Le sang s'écoulait lentement de la plaie, se teintant de rouge sombre sur le tissu de son pantalon. Le choc initial passa, et Lise reprit ses esprits. Elle ouvrit la porte de la clinique d'un geste sec, allumant les lanternes d'un coup. Elle n'avait pas le luxe de se laisser submerger par la surprise. En quelques secondes, elle l'aida à entrer à l'intérieur, l'aidant à s'installer sur un siège.
Lise se précipita à ses côtés, rapidement déchirant le tissu de son pantalon pour révéler la blessure. Elle s'assit à genoux devant lui, prenant une profonde inspiration. Un coup d'œil furtif lui permit de constater la profondeur de la blessure, la lame avait tranché la chair, mais étrangement, le sang ne semblait pas couler autant que prévu.
Elle ne pouvait s'empêcher de le fixer, encore sous le choc de la brutalité du geste. Elle toucha la plaie avec précaution, s'assurant de ne pas aggraver la situation.
- « Vous êtes complètement imprudent... » murmura-t-elle, agacée mais aussi inquiète. Elle déchira un morceau de tissu pour le nettoyer, essayant de ne pas laisser sa frustration la dominer.
Lucci resta parfaitement immobile, son regard fixé sur elle. Il n'avait pas un seul mouvement de douleur, ses yeux plongés dans les siens, comme s'il attendait quelque chose, ou comme s'il voulait la tester. Mais Lise, elle, n'avait ni le temps ni l'envie de jouer à des jeux. Elle se concentra sur la plaie, nettoyant le sang, son esprit déjà en train de courir à toute vitesse pour trouver la meilleure façon de traiter cette blessure, tout en se demandant pourquoi il avait agi ainsi, sans la moindre explication.

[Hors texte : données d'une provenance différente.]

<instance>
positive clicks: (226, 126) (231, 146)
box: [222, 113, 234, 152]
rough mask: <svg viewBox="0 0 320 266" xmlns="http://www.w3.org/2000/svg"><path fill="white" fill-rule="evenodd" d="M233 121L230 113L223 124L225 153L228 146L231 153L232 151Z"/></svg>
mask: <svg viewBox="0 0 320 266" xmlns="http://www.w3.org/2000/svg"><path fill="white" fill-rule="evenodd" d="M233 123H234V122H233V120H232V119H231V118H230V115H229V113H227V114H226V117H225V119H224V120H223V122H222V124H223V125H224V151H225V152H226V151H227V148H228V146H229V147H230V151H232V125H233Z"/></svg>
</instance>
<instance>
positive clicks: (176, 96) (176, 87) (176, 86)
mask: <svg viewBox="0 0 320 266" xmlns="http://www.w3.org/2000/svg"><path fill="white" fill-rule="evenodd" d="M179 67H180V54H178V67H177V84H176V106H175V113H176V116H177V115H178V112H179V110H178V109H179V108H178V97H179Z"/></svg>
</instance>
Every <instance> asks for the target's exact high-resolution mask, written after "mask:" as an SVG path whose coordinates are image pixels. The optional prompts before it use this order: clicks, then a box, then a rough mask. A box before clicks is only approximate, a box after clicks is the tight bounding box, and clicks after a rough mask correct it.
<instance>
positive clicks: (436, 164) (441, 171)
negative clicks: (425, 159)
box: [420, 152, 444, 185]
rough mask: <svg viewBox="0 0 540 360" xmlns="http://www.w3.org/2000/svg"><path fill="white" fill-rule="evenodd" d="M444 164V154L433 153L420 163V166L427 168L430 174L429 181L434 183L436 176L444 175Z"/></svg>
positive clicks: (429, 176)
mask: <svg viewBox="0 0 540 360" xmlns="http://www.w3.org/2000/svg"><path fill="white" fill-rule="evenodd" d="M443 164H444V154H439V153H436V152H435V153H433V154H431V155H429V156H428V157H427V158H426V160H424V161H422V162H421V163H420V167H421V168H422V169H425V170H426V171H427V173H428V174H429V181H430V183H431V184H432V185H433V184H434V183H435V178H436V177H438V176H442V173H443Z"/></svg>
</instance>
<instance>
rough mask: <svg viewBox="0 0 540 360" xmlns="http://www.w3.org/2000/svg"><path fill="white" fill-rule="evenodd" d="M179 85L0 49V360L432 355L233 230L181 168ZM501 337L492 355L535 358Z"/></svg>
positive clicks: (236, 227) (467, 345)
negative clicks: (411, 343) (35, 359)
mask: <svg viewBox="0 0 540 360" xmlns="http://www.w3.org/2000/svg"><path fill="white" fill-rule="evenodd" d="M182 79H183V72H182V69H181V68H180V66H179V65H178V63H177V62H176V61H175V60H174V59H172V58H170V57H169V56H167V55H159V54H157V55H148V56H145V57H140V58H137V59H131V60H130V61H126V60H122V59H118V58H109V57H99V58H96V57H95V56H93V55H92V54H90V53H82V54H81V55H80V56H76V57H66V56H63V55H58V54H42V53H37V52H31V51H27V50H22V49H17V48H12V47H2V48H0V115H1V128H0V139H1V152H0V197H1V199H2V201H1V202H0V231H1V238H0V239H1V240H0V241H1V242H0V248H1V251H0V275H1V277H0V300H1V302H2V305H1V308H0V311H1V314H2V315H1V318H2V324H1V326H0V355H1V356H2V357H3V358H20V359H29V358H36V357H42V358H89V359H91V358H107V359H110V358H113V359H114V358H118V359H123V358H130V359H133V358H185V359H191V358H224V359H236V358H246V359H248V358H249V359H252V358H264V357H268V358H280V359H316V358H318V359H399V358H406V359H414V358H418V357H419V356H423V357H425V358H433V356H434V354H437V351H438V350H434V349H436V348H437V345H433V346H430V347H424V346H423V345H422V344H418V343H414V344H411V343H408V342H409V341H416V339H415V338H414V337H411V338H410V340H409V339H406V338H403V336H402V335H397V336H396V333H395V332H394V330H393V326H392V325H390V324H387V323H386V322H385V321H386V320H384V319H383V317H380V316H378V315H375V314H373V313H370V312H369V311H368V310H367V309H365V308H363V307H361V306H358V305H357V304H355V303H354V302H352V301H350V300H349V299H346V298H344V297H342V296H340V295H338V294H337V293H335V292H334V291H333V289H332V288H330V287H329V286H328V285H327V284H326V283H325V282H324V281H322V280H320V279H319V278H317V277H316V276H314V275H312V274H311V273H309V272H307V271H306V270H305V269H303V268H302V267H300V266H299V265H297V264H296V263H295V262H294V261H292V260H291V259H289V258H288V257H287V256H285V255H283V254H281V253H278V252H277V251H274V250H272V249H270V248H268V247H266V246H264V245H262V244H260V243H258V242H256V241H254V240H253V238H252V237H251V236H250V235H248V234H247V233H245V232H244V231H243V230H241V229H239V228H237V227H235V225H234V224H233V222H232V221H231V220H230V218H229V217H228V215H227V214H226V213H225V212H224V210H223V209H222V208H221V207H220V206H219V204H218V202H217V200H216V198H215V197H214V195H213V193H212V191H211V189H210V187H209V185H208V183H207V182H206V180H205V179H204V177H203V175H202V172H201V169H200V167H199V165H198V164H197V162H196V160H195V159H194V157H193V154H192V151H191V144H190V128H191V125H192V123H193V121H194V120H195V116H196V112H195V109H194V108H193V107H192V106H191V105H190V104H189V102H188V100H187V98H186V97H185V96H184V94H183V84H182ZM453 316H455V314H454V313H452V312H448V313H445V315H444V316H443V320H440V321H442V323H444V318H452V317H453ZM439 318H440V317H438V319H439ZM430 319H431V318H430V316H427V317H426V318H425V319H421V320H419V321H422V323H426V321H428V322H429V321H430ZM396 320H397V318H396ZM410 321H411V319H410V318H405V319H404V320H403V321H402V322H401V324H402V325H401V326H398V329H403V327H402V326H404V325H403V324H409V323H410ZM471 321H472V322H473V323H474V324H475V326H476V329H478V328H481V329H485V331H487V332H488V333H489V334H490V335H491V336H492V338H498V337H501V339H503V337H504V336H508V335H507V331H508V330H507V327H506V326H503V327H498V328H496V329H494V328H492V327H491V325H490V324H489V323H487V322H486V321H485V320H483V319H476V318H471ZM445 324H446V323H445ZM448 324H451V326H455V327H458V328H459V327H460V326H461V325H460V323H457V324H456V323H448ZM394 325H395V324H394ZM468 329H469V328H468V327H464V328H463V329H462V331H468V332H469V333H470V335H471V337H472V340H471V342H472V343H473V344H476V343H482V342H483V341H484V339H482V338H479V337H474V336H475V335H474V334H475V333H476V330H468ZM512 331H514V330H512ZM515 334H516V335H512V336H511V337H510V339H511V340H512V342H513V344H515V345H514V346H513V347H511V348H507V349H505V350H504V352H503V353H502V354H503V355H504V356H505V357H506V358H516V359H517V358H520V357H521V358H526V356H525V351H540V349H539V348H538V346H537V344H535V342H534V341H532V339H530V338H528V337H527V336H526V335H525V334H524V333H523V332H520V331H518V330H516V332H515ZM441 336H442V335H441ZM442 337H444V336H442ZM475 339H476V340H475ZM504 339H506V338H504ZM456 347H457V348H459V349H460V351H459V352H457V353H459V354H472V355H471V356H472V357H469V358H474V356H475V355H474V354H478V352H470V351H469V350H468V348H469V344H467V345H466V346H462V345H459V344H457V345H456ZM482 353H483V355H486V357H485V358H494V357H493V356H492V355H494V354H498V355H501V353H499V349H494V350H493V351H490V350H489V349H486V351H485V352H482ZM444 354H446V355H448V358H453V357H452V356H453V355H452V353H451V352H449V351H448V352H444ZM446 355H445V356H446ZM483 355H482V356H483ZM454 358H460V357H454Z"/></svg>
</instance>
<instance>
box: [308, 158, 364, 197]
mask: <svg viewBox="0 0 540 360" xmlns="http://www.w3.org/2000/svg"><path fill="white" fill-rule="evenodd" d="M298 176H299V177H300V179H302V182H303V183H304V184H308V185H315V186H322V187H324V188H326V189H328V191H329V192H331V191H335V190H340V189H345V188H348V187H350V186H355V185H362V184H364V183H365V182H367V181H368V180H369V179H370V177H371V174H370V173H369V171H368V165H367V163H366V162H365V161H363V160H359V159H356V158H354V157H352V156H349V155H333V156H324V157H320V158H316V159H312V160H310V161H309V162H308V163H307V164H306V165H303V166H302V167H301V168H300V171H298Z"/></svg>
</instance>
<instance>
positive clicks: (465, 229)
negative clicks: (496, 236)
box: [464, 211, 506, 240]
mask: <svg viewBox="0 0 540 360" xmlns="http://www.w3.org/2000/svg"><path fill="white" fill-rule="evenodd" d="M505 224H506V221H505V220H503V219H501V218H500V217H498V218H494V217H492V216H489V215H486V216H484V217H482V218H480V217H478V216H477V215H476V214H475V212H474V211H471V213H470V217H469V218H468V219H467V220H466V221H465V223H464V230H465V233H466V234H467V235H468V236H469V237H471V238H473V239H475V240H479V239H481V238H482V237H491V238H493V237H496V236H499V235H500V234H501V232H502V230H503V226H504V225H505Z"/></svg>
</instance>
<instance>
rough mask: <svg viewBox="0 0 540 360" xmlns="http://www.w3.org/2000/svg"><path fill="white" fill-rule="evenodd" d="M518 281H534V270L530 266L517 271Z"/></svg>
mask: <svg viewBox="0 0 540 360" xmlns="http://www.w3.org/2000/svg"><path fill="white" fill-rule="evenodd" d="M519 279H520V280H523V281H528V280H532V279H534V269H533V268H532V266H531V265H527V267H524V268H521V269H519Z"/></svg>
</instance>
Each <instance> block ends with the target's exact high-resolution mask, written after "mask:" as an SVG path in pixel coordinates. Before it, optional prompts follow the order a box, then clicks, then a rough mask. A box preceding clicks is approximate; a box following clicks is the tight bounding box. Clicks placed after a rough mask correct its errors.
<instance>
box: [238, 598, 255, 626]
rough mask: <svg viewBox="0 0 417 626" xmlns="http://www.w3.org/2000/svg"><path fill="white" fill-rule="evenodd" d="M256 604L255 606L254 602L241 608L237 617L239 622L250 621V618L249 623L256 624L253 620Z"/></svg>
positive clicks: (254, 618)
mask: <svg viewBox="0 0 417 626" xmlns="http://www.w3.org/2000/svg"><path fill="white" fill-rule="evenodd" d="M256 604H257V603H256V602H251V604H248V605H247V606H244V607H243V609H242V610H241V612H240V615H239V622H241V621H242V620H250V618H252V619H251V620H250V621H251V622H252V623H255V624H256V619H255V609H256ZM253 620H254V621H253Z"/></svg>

Lise se redressa brusquement, sa voix tremblant de colère et de frustration.
- « Pourquoi avez-vous fait ça ? Quelques centimètres plus à droite, et ça aurait été très préjudiciable, vous le savez ?! Savez-vous au moins quelle valeur a votre vie ?! » Elle était à genoux devant lui, le regard fou de rage, et lui était assis tranquillement sur la chaise, la surplombant de toute sa hauteur. Ses mains tremblaient légèrement, pas de douleur, mais de l'indignation qu'elle peinait à contenir.
Lucci resta impassible, son regard plongé dans le sien avec une intensité glaciale. Il avait, comme d'habitude, une maîtrise parfaite de ses émotions. Il ne se laissa pas emporter par la colère, il ne broncha même pas. Finalement, il répondit d'un ton calme, presque détaché, mais avec une pointe de suffisance.
- « Vous vouliez un prétexte. Je vous en ai trouvé un. »
Lise ouvrit la bouche, prête à répliquer vertement, à lui faire savoir qu'elle n'avait que faire de ses caprices, qu'il était insupportable, voire insensé, dans ses manières. Mais avant qu'elle ne puisse dire quoi que ce soit, un mouvement imperceptible se produisit. D'une douceur infinie, Lucci abaissa sa tête et, dans un geste aussi rapide qu'assuré, il captura ses lèvres.